Does the description disclose side effects, auth requirements, rate limits, or destructive behavior?

With no annotations provided, the description carries the full burden. It discloses what classifications the tool provides (exchange, DeFi, whale, contract/EOA), but lacks operational details like data source (on-chain vs off-chain), handling of unknown addresses, or whether classifications are exclusive or ranked.

Agents need to know what a tool does to the world before calling it. Descriptions should go beyond structured annotations to explain consequences.

Conciseness5/5

Is the description appropriately sized, front-loaded, and free of redundancy?

Extremely concise single sentence with parenthetical elaboration. Front-loaded with action verb, zero redundancy, no filler. Korean text is efficient and every character earns its place.

Shorter descriptions cost fewer tokens and are easier for agents to parse. Every sentence should earn its place.

Completeness3/5

Given the tool's complexity, does the description cover enough for an agent to succeed on first attempt?

For a 2-parameter tool with 100% schema coverage and no output schema, the description covers the core classification value proposition. However, given no output schema exists, it could benefit from mentioning what form classifications take (labels, categories, confidence scores) to help the agent consume the result.

Complex tools with many parameters or behaviors need more documentation. Simple tools need less. This dimension scales expectations accordingly.

Parameters3/5

Does the description clarify parameter syntax, constraints, interactions, or defaults beyond what the schema provides?

Schema coverage is 100% with clear descriptions for both parameters ('Ethereum address (0x...)', 'Chain (ethereum, polygon...)'). The description adds no additional parameter guidance (e.g., address format validation, case sensitivity, or chain selection rationale), meriting the baseline score for high schema coverage.

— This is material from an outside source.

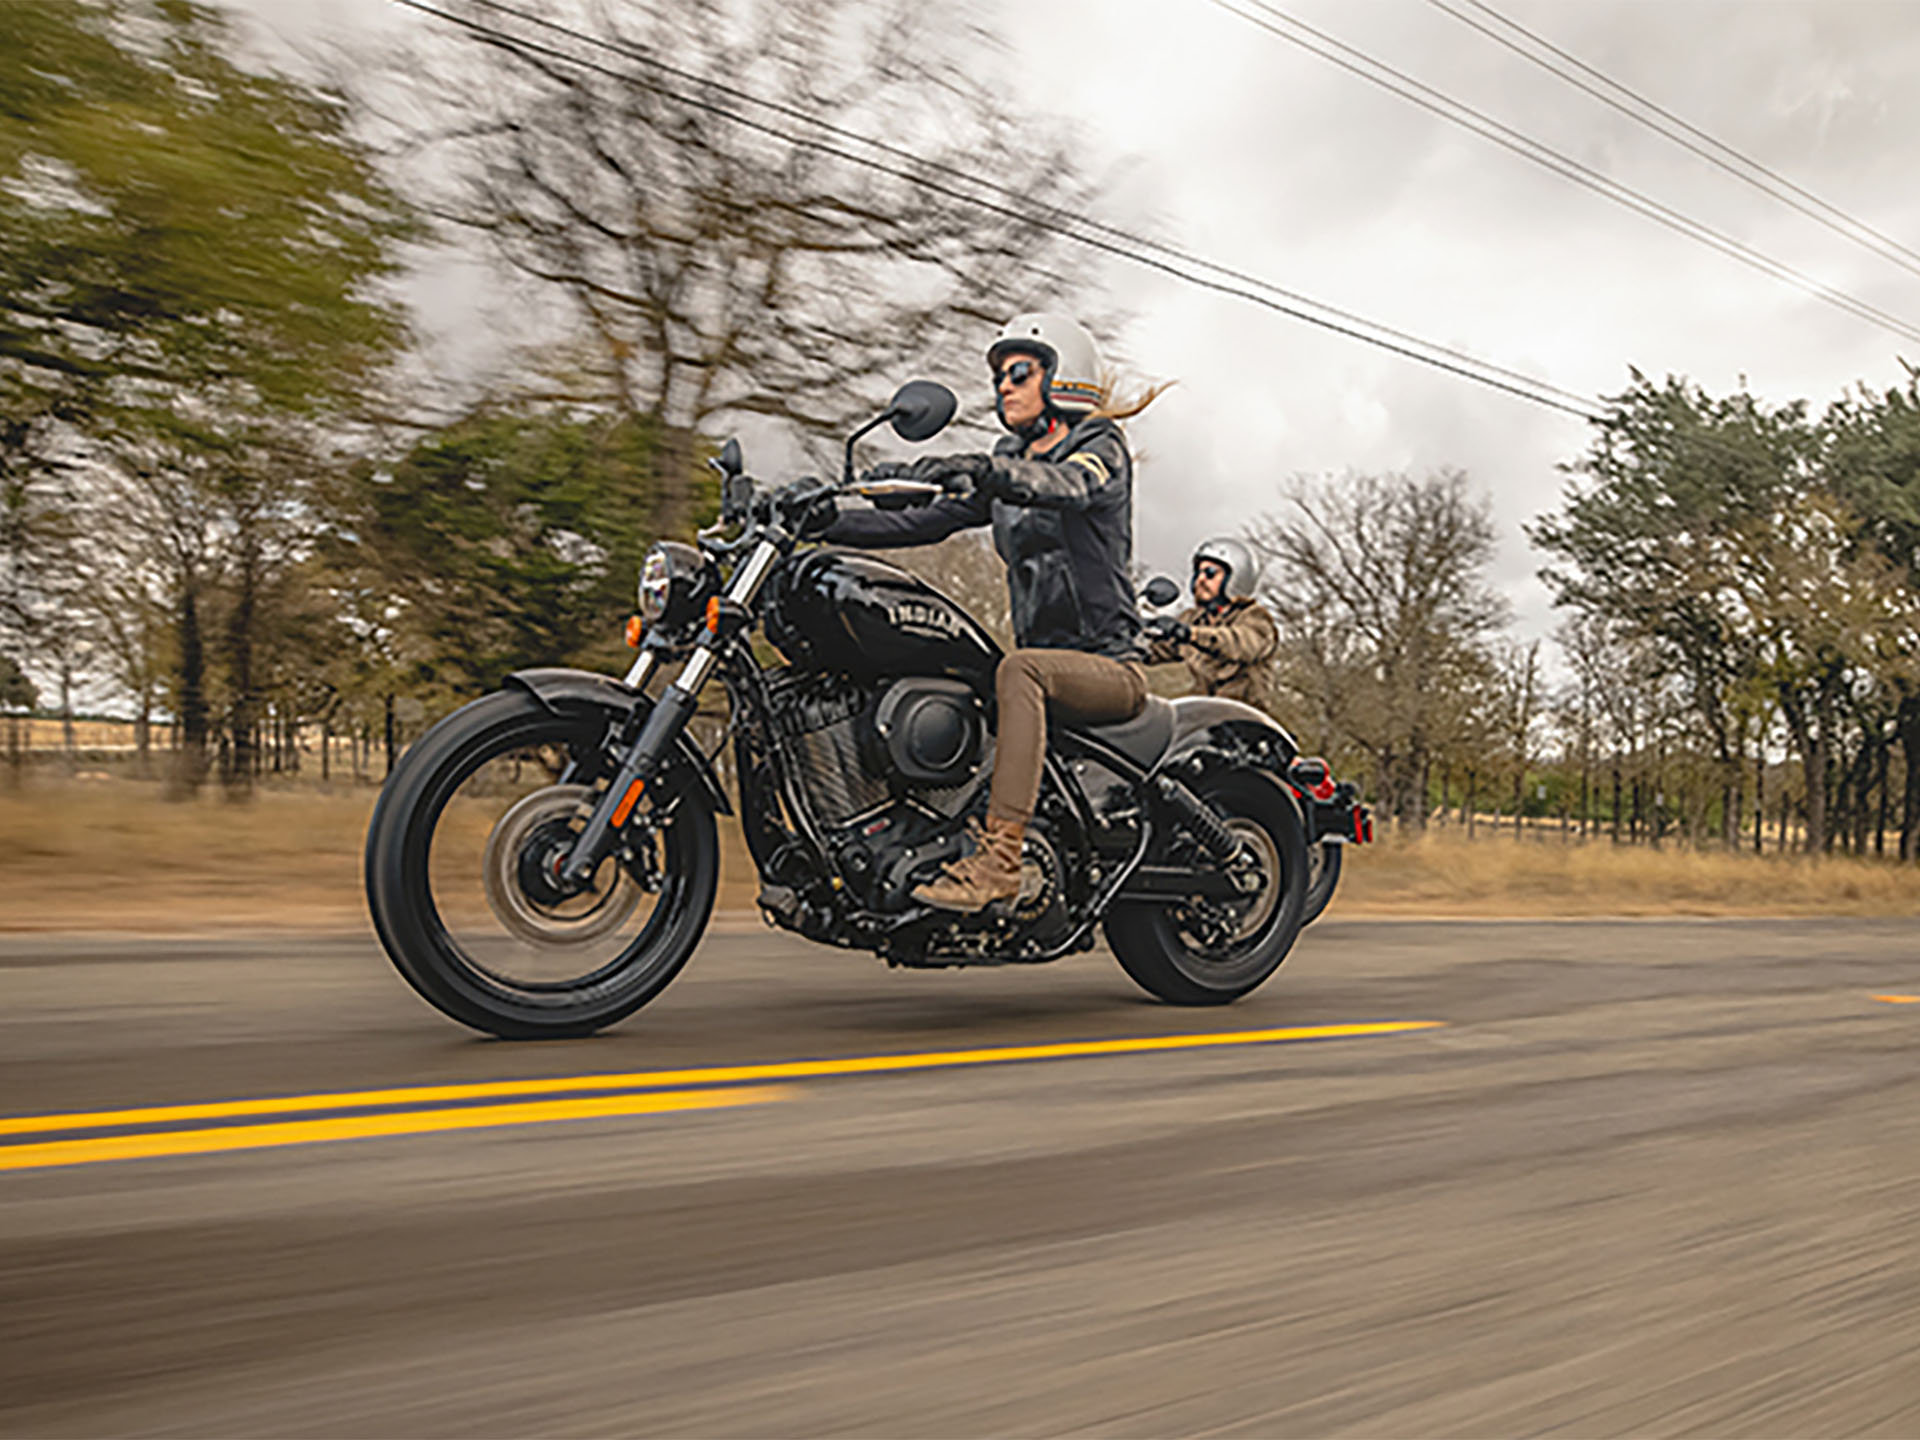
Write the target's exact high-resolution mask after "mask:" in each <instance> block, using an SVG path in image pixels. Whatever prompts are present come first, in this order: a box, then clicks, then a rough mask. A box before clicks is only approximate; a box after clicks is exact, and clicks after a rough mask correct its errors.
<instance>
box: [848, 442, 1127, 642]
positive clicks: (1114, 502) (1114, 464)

Input schemas describe structure but not intent. Descriptions should explain non-obvious parameter relationships and valid value ranges.

Purpose4/5

Does the description clearly state what the tool does and how it differs from similar tools?

States specific action (식별/identify) and target resource (주소/address) with concrete classification categories (exchanges, DeFi protocols, whale wallets, contract/EOA). Clearly distinguishes from siblings like getBalance, resolveENS, or getTokenInfo by focusing on entity classification rather than balances, name resolution, or token metadata.

Agents choose between tools based on descriptions. A clear purpose with a specific verb and resource helps agents select the right tool.

Usage Guidelines2/5

Does the description explain when to use this tool, when not to, or what alternatives exist?

Provides no guidance on when to use this tool versus alternatives. Does not indicate when to prefer this over getTokenInfo for contract addresses, or getContractABI for contracts, or how it differs from getWhaleMovements which also involves whale wallets.

Agents often have multiple tools that could apply. Explicit usage guidance like "use X instead of Y when Z" prevents misuse.